Remains, True Blue, 18th Hole II; Cotton, human hair, hair dye, indigo, denim, pigment, silk screen; 233 x 93 x 3 in, 2019

With a studio practice anchored in material innovation and exploration of the concept of commodities and labor, Gbadebo creates unique multimedia “portraits” by beating together human hair, cotton, rice paper and indigo dye. A central material for Gbadebo is human hair, which carries the very DNA of the people whose histories she is telling.

Remains, True Blue sheet 2; Cotton, human hair, hair dye, indigo, denim, pigment, silk screen; 22 x 28 in, 2019

With permission to incorporate this deeply personal material in her work from those who share their hair, she enlists them as collaborators and symbolizes human connections within the larger African Diaspora.
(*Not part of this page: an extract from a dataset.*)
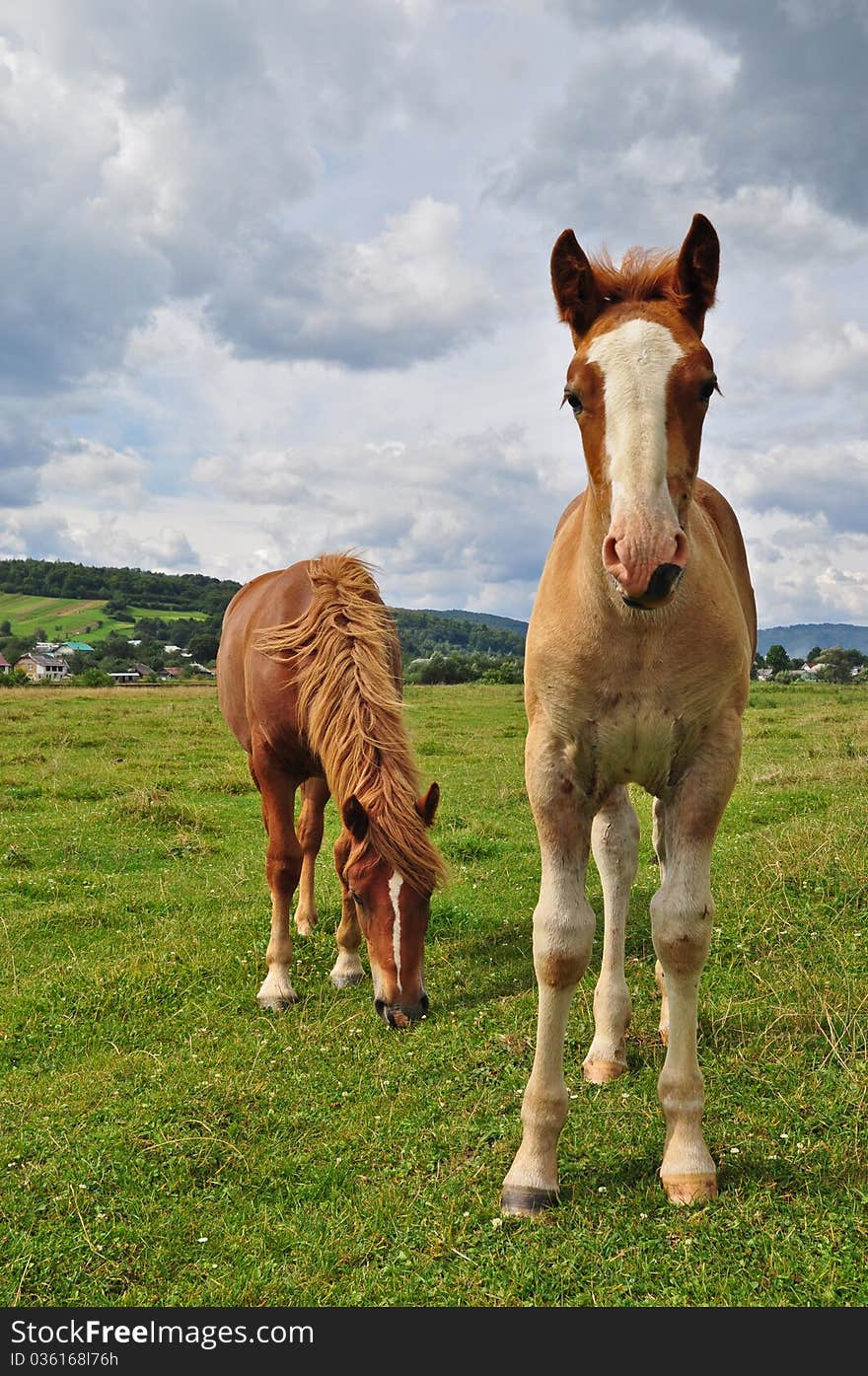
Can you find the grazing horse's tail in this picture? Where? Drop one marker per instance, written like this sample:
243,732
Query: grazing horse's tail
345,668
As hair carries unique DNA chromosomes that remain for between 1,000 and 10,000 years, Gbadebo’s use of genes as a material reframes the microcosm of ancestry as point of entry through which to unpack larger global histories. The finished works are rendered as beautifully pigmented, layered portraits—topological maps of her community’s history.
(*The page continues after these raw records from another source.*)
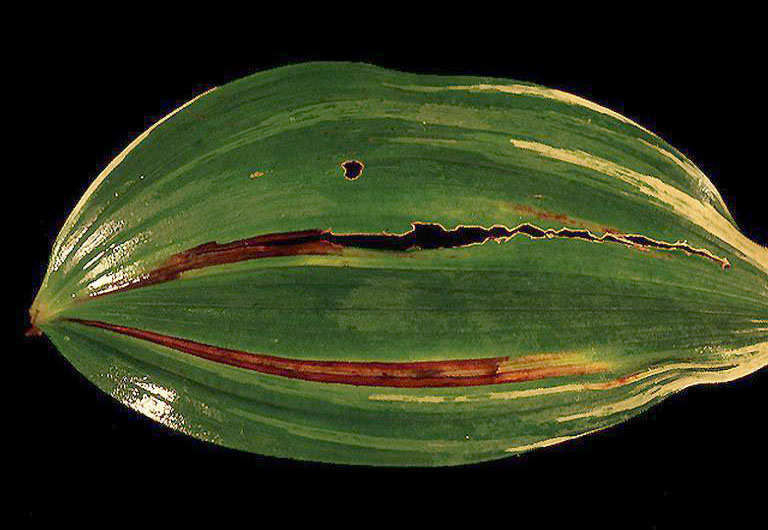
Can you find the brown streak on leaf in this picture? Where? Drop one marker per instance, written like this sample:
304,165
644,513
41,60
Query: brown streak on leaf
419,374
Original Brick from Old Jerusalem Church, True Blue plantation, Fort Motte, SC Late 19th century

The exhibition also features antebellum architectural fragments salvaged from several sites in and near Fort Motte, South Carolina.

Railroad spikes from True Blue 7 x 1.5 in, year unknown

Objects include an original hand-hewn church pew from Old Jerusalem Church which was built by Gbadebo’s family directly after emancipation; a wrought iron finial from a yard fence; and a brick, a wood balcony fragment, and a rail spike all hailing from the McCord House, which was an antebellum home built by her enslaved ancestors. These fragments are positioned in dialogue with Gbadebo’s works as a further interrogation of materiality and the stolen labor of her ancestors.

McCord House county historical marker, Columbia, SC

Remains by artist Adebunmi Gbadebo will be on view from January 13 to March 11, 2023 at Claire Oliver Gallery, 2288 Adam Clayton Powell Jr. Boulevard, NYC.

A portion of all proceeds from the exhibition will benefit the preservation and maintenance of the land, led by Gbadebo’s cousin Jackie Whitmore owned by New Jerusalem Church in Fort Motte, South Carolina.